Ah, the Apple Store! The Concierge in the orange t shirt directs you to where you need to go without trying to sell any product unless you ask. While you wait for your Genius Bar appointment, you don't have to browse. There are bar stools so you can hang out until your name appears at the top of the appointment list, which you can check on the digital sign behind the bar. The Genius bar staff, with their blue or black t-shirts, only do technical and mechanical support. They will sell you what you need -- but the two Geniuses who ended up having to sell me something beyond my repair bill almost seemed surprised to ring up an item rather than print out a tech report.

Apple has a good thing going. And of course, since it's working, Bill Gates is getting into the act: recently Microsoft announced that it’s going to introduce Gurus into major retail stores to help consumers with their PC problems. The goal is to get people to “think Microsoft” – but the problem is in confusing help with sales. Most people will likely need assistance due to problems with Vista. Microsoft's new commercials with Bill Gates and Jerry Seinfeld are entertaining, but they seem oddly disconnected from reassuring people that the product works or can be fixed.

Consider the taxonomy of employee names: A Genius knows how to fix your problem. A Geek supposedly can diagnose what's wrong, but I'm suspicious about his or her level of training for the retail job at Best Buy. "Geek" implies something of a hacker mentality. But a Guru? A Guru gives you advice about what to do rather than doing it for you. For Microsoft, the spiritual oneness we all desire with our computers (i.e. instantaneous response time) doesn't come from the gritty work of repairing the darn thing, but in selling one that works better in the first place.

When the "Service as Marketing" mantra works, it's because (especially with new technology and computers) most people lack is the ability to fix or work the item themselves. I live with someone who has a PhD in computer science and I still ended up a the Apple Store five times...

The color-coded t-shirts are more than eye candy in the white and grey store – each denotes a job title and only some are there to sell. The Gurus don't have that luxury. As much as I believe a sales representative should know a lot about the product they’re selling, I’m much more confident when I meet someone whose job is solely to fix things and not sell you a new one.

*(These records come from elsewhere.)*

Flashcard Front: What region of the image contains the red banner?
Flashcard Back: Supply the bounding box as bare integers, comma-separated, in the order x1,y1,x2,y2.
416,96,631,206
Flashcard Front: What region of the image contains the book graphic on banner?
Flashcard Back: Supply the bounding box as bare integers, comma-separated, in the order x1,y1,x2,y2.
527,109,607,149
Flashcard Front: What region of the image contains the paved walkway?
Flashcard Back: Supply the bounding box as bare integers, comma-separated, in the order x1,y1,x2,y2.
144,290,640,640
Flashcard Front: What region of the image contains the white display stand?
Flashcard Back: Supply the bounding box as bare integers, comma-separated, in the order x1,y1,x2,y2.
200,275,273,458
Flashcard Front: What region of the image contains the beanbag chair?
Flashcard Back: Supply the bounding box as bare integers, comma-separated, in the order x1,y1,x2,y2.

The point here is this: in each of the Apple stores, in each of the three states, on all five visits, the experience was exactly as it should have been (even in the one where they couldn't help me). For example, I'm deliberately avoiding any iPhone temptations and even though I had to walk right by them on the way to the Genius bar, there was no sales person to push in the wrong direction. On one visit, while I was waiting for repair work, my teenage daughter spent the time playing with iPods, unhassled by salespeople. There was one section with tables that are low to the ground and have small chairs. Around the table are screens with Mac game demos running for younger children. And with a list of appointments visible on the digital display, I knew when it was my turn and didn’t have to ask, even though the concierge would check in on me occasionally.

While Gates' Guru program is using his vast resources to take a step in the right direction, it can't rival the Apple Store in the long run unless Microsoft is ready, willing and able to take over the entire store experience, from product selection to staffing to layout and merchandising. And let's not forget corporate culture.

One thing that Apple understands better than its rivals: like the man behind the curtain in the Wizard of Oz, most of us don't really know how the thing works. People need non-judgmental guidance without a heavy sales pitch waiting in the wings.